As Brian noted last year after Cruz’s New York remarks, while the senator tells everyone that he wants to return marriage decisions to the states, he presents his case in remarkably different ways to different audiences:
The Texas senator also joined Rick Santorum, Ben Carson and then-presidential candidate Bobby Jindal in signing the group’s presidential pledge , vowing to work towards banning same-sex marriage, to order government offices to “restore our policies to be consistent with the proper understanding of marriage as the union of one man and one woman” and “prevent the promotion of a redefined version of marriage in public schools and other government entities.”
Cruz has told Religious Right outlets that gay marriage would pose a “real threat” to “our liberties,” usher in the end of free speech , and lead to such immense religious persecution that civil disobedience would be needed. He even once alleged that the gay rights movement is waging “jihad” against freedom and likened the Supreme Court’s marriage equality ruling to “Nazi decrees.”

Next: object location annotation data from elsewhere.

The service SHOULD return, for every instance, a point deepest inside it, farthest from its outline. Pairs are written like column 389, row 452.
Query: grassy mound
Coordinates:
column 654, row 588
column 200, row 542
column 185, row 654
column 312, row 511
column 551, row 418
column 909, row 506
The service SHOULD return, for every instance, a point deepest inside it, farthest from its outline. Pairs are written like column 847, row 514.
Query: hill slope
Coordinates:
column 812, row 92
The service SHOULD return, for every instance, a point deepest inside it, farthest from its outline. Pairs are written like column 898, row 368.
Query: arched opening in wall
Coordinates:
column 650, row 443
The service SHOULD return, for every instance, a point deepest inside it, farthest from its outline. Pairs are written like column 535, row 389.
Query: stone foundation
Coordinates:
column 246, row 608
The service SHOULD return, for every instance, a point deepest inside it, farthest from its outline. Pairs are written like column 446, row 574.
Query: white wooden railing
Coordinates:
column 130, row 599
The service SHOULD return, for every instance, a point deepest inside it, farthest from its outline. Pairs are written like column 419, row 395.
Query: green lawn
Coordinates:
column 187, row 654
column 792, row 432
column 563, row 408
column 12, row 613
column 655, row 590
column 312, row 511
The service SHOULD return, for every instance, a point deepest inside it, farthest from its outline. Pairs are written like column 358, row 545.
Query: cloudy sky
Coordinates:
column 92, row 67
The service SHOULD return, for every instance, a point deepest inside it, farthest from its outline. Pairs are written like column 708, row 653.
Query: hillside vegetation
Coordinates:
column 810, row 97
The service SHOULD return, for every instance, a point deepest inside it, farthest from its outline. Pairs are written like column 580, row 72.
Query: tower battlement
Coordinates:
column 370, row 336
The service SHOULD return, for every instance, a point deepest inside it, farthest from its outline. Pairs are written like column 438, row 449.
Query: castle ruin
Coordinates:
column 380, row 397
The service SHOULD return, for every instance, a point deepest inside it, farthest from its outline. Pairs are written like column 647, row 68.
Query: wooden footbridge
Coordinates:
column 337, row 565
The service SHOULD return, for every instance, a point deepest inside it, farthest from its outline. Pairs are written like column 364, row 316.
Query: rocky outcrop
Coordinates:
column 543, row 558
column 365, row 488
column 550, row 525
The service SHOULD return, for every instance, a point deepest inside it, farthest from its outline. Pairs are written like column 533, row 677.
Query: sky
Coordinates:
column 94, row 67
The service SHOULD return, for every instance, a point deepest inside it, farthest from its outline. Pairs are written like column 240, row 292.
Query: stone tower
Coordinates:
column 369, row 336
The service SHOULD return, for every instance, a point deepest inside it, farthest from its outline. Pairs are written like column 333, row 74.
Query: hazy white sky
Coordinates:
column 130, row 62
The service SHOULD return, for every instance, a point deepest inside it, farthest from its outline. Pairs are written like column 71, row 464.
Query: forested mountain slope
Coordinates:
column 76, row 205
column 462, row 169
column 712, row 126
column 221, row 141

During a November conference call with anti-gay activists, Cruz promised “to defend marriage on every front” against the “lawless” and “illegitimate” Supreme Court decision. Cruz even went as far as saying that he would direct the federal government not to recognize the Obergefell ruling: “We will not use the federal government to enforce this lawless decision that is a usurpation of the authority of we the people in this country.”